Kick-Ass kicked off the big name films opening at SXSW on Friday night, and the stars still managed to make it to the Convention Center for Saturday's first major panel, "The Kick-Ass Cast Can't See Through Walls But They Can Kick Your Ass."
It was quite a cadre: John Romita Jr. and Mark Millar (the artist and writer of the original comic), director Matthew Vaughn, plus stars Aaron Johnson (Kick-Ass), Christopher Mintz-Plasse (Red Mist) and Chloe Moretz (Hit Girl).

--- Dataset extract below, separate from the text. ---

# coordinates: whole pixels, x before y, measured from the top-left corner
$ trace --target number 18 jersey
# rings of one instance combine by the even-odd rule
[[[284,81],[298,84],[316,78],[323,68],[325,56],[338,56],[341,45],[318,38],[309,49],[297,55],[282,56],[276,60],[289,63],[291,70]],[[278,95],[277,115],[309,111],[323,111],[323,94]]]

Millar's last comic-to-movie adaptation, Wanted, was a big disappointment to fans of the original (it could have been a worse calling card, Millar added: "It was a film with Angelina Jolie in it.") Meanwhile, Vaughn said, "I was reading a lot of superhero scripts like Thor and X-Men 3, and they all felt the same to me." After a mutual friend put them in contact, they spent four hours on the phone and decided to work on a project together. Sorting through his creator-owned material, Millar initially looked at his Bible sequel American Jesus ("I thought, 'The Bible sold pretty well, and I want a bit of that," he noted) but Kick-Ass leaped to the top of the list.
Cue studio problems. Vaughn said, "The studios that were intrigued by it said we'll do it, but only if you get rid of Hit Girl and make it a PG." Of course, that wasn't going to happen, so instead they made arguably the biggest truly indie movie of the year. The big upside was that there was no studio involvement or agents whatsoever. The downside was, Millar admitted, they didn't get their (fever-)dream casting ("My entire idea was that any guy would pay $10 to see someone beat the shit out of Zac Efron," said the writer.) But since it was all effectively self-funded and self-produced, filmed in London and done as a close collaboration between Vaughn, Romita and Millar, they got the film they wanted on their terms.
That meant keeping Hit Girl: If you know the ultra-violent comic or have seen the infamous red band trailer, you'll know why there's no Kick-Ass without Hit Girl, the pint-sized pummeller of the picture. Out of the entire cast, Moretz had the most demanding training. Aside from acquiring handy skills like learning how to field-strip a gun, she said, "They made me really crazy-fit. They made me do 1000 crunches a night."
"Basically," added Johnson, "she became a marine."
So what about the seemingly inevitable right-wing backlash? Vaughn had eleven words for ya. "If you haven't seen it, I'm not interested in your opinion."